Chlorpyrifos is used on a variety of agricultural crops, including soybeans, fruit and nut trees, and vegetables. It’s particularly valued among peanut farmers, who use it to combat the damaging southern corn rootworm, also known as the spotted cucumber beetle. Adult beetles lay eggs in peanut fields, and the larvae burrow into the ground to feed on peanut pods, said Dr. Sally Taylor, associate professor of field crop entomology and a Virginia Cooperative Extension specialist.
“It’s the only labeled product that we have for that pest,” Taylor said. “Chlorpyrifos is applied to the soil before the rows overlap, so it’s in place when the larvae hatches. It’s like a preventive barrier.”
Researchers have been working to find replacement products to combat the peanut pests, Taylor said, but that research and product registration takes years.
Dell Cotton, the executive director for the Virginia Peanut Growers Association, said farmers will feel the impact of losing the pesticide.
“It just makes things very difficult for farmers who already have their backs against the wall for various reasons,” Cotton said. “Now to get one of the tools in their arsenal taken away from them that was still labeled to be used—that is very tough for us to process.”
Rowe cautioned that with the loss of chlorpyrifos, alternative products might not be as effective on certain pests.
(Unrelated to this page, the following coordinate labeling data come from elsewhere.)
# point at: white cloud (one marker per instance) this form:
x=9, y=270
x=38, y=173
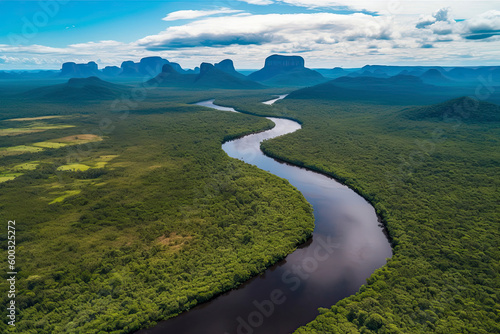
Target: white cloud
x=270, y=29
x=323, y=38
x=258, y=2
x=193, y=14
x=484, y=25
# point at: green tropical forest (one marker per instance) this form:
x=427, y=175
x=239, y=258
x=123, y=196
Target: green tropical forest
x=114, y=235
x=128, y=216
x=433, y=176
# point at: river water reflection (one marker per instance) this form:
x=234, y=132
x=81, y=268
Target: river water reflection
x=348, y=244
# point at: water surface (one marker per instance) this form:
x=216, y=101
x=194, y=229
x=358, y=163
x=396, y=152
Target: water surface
x=348, y=244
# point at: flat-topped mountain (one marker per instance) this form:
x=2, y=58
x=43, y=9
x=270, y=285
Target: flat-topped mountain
x=78, y=89
x=210, y=76
x=169, y=77
x=227, y=66
x=74, y=70
x=464, y=108
x=147, y=67
x=435, y=77
x=399, y=89
x=286, y=71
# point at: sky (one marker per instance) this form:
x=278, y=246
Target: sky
x=327, y=33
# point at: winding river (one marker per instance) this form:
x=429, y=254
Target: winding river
x=348, y=244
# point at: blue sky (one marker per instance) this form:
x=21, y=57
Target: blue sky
x=327, y=33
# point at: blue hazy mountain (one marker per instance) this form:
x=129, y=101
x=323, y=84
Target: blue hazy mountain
x=147, y=67
x=210, y=76
x=399, y=89
x=78, y=89
x=169, y=77
x=281, y=70
x=436, y=77
x=464, y=109
x=75, y=70
x=227, y=66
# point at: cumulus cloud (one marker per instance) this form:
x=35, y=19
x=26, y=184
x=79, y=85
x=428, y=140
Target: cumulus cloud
x=193, y=14
x=442, y=15
x=324, y=38
x=482, y=26
x=258, y=2
x=270, y=28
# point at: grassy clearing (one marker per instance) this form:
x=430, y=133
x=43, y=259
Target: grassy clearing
x=73, y=167
x=26, y=166
x=9, y=176
x=33, y=118
x=31, y=129
x=53, y=143
x=66, y=194
x=20, y=149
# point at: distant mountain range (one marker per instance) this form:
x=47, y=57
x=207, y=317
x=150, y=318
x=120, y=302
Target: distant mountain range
x=464, y=109
x=221, y=76
x=278, y=70
x=286, y=71
x=398, y=89
x=78, y=89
In addition, chlorpyrifos is “significantly less disruptive to beneficial insect populations than alternative chemistry, can help delay resistance development in all insecticides, and has a short-term impact on natural enemy populations.”
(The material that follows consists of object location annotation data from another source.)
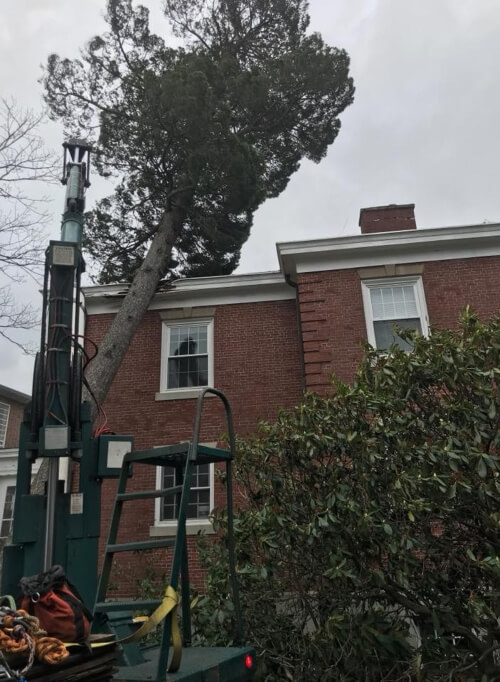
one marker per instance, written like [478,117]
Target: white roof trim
[406,246]
[337,253]
[197,292]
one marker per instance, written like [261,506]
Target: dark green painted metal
[128,606]
[199,664]
[76,536]
[227,664]
[175,455]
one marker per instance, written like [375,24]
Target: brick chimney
[389,218]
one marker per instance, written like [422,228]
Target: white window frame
[418,288]
[3,436]
[8,483]
[193,526]
[190,391]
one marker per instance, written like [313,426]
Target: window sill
[201,527]
[182,394]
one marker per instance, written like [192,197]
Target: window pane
[187,371]
[199,499]
[188,340]
[393,303]
[8,511]
[385,334]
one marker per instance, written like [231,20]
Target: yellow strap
[169,604]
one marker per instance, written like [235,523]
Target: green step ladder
[116,615]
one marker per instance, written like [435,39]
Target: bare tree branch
[24,164]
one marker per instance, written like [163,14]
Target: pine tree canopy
[204,129]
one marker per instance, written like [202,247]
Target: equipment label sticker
[76,506]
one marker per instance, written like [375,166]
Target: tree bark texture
[103,368]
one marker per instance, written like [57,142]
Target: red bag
[52,598]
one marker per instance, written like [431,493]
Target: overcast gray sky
[422,129]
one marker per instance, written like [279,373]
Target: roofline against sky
[442,243]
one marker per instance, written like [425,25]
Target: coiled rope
[21,634]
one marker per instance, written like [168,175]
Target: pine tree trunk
[112,349]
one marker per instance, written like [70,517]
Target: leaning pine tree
[197,136]
[368,544]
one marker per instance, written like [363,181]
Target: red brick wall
[333,325]
[333,321]
[256,364]
[451,285]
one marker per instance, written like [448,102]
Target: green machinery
[61,523]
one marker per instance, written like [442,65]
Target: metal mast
[59,412]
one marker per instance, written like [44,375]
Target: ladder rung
[133,546]
[144,494]
[136,605]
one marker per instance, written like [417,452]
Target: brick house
[264,338]
[12,404]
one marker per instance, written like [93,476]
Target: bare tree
[24,161]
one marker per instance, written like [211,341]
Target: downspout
[289,281]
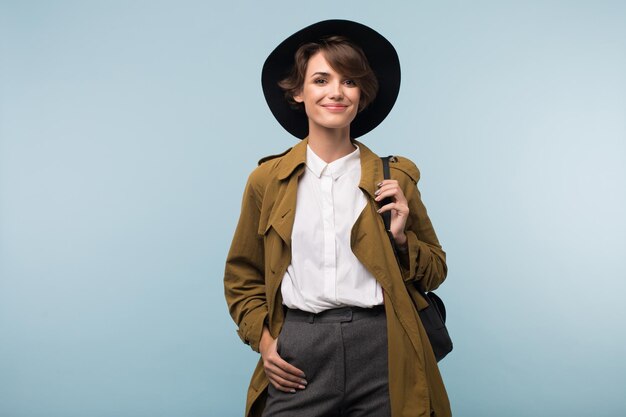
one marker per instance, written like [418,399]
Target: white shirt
[324,273]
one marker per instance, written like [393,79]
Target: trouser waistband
[334,315]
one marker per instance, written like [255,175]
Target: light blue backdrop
[127,130]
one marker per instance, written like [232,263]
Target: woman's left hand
[399,208]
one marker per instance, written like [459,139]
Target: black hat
[380,54]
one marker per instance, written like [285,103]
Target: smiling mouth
[335,107]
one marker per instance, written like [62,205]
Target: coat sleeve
[244,279]
[426,258]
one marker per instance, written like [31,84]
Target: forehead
[318,63]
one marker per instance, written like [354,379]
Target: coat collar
[371,167]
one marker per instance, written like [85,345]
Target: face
[330,100]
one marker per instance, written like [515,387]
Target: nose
[336,91]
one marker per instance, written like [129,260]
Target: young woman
[311,278]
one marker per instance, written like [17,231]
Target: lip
[335,107]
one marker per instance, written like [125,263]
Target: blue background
[127,130]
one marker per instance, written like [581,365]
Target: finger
[280,387]
[386,182]
[401,209]
[286,384]
[395,193]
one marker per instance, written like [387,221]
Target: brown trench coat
[260,254]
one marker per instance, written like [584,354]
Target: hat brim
[380,53]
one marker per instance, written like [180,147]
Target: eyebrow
[325,74]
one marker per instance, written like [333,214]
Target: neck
[330,144]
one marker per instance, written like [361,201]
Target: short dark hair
[343,56]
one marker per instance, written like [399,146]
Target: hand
[283,376]
[399,208]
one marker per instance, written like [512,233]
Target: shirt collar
[336,168]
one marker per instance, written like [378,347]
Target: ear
[298,97]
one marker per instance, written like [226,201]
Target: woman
[311,278]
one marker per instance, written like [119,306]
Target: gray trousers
[343,353]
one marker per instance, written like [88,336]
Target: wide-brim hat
[380,53]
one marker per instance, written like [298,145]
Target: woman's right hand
[283,376]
Rowe noted that the EPA’s decision goes outside the bounds of the standard regulatory review process for pesticides.
“Nothing is more important to farmers than producing safe, nutritious food, and relying on sound science to guide decision making, which is why farmers are concerned to see the EPA decision on chlorpyrifos straying from that commitment to science,” he said. “Yet today we see the EPA looking more to courtrooms for guidance, rather than labs. The integrity of the registration review process and commitment to using sound science must be prioritized in a decision of such far-reaching consequences.”
The EPA’s ruling affects the pesticide’s use on food crops only. Other nonfood uses are still permitted, such as applications on golf courses and for cockroach and ant treatment.